A subsequent commit has changed the behavior I was seeing, so I'm not
interested in alternatives means to determine if -fdicts-strict is somehow
at fault — I'm just asking specifically about data/code memory alignment
in GHC and how to diagnose/experiment with it.
}}}
Reid Barton has independently noted
{{{
so I did a nofib run with llvm libraries, ghc quickbuild
so there's this really simple benchmark tak,
https://github.com/ghc/nofib/blob/master/imaginary/tak/Main.hs
it doesn't use any libraries at all in the main loop because the Ints all
get unboxed
but it's still 8% slower with quick-llvm (vs -fasm)
weird right?
[14:36:30] <carter> could you post the asm it generates for that
function?
[14:36:49] <rwbarton> well it's identical between the two versions
<rwbarton> but they get linked at different offsets because some
llvm sections are different sizes
<rwbarton> if I add a 128-byte symbol to the .text section to move
it to the same address... then the llvm libs version is just as fast
<rwbarton> well, apparently 404000 is good and 403f70 is bad
<rwbarton> I guess I can test other alignments easily enough
<rwbarton> I imagine it wants to start on a cache line
<rwbarton> but I don't know if it's just a coincidence that it
worked with the ncg libraries
<rwbarton> that it got a good location
<rwbarton> for this program every 32-byte aligned address is 10+%
faster than any merely 16-byte aligned address
<rwbarton> and by alignment I mean alignment of the start of the
Haskell code section
<carter> haswell, sandybridge, ivy bridge, other?
<rwbarton> dunno
<rwbarton> I have similar results on Intel(R) Core(TM)2 Duo CPU
T7300 @ 2.00GHz
<rwbarton> and on Quad-Core AMD Opteron(tm) Processor 2374 HE
<carter> ok
<rwbarton> trying a patch now that aligns all *_entry symbols to 32
bytes
}}}
the key point in there is that on the tak benchmark, better alignment for
the code made a 10% perf differnce on TAk on Core2 and opteron cpus!

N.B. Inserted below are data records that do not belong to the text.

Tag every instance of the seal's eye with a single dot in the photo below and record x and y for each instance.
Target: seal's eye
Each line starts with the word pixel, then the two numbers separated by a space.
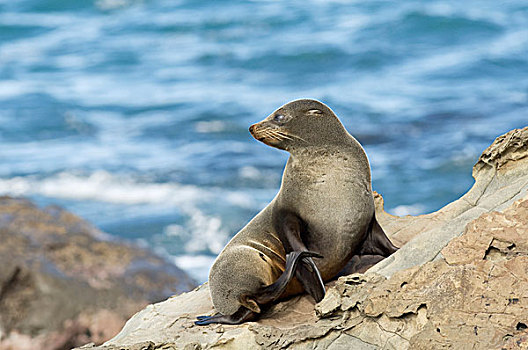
pixel 279 118
pixel 315 112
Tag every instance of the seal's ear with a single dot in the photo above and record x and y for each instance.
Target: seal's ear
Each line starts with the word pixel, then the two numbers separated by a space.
pixel 315 112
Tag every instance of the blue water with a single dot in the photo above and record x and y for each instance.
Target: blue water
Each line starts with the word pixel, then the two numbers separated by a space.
pixel 134 114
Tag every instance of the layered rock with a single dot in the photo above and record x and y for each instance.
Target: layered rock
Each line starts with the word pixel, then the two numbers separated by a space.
pixel 64 283
pixel 460 281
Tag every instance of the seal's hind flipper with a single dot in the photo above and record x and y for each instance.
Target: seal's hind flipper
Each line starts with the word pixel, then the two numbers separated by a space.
pixel 272 292
pixel 376 241
pixel 240 316
pixel 290 232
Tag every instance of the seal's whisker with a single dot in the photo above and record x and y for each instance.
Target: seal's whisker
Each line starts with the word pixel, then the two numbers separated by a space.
pixel 282 135
pixel 275 135
pixel 289 136
pixel 269 133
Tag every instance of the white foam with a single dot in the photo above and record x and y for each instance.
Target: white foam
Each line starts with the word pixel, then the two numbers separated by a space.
pixel 196 265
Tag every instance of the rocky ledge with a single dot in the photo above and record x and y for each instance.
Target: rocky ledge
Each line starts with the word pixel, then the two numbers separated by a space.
pixel 64 283
pixel 460 281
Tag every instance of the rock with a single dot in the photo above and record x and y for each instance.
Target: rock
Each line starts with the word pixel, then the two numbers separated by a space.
pixel 64 283
pixel 459 281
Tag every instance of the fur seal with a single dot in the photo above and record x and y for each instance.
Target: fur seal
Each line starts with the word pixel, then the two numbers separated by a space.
pixel 324 210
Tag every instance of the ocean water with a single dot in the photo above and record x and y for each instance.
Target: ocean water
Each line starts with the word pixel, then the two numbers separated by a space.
pixel 134 114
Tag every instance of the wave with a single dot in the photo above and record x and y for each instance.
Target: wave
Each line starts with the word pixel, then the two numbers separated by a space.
pixel 120 189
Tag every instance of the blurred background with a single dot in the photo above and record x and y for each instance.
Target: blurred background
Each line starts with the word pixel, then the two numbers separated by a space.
pixel 134 114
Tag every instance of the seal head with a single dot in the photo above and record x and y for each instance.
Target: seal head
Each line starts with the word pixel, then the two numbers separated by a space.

benjamin scarlet and Luite are speculating that this may be further
induced by Tables next to code (TNC) accidentally creating bad alignment
so theres cache line pollution / conflicts between the L1 Instruction-
cache and data-caches.
So one experiment would be to have the TNC transform pad after the table
so the function entry point starts on the next cacheline?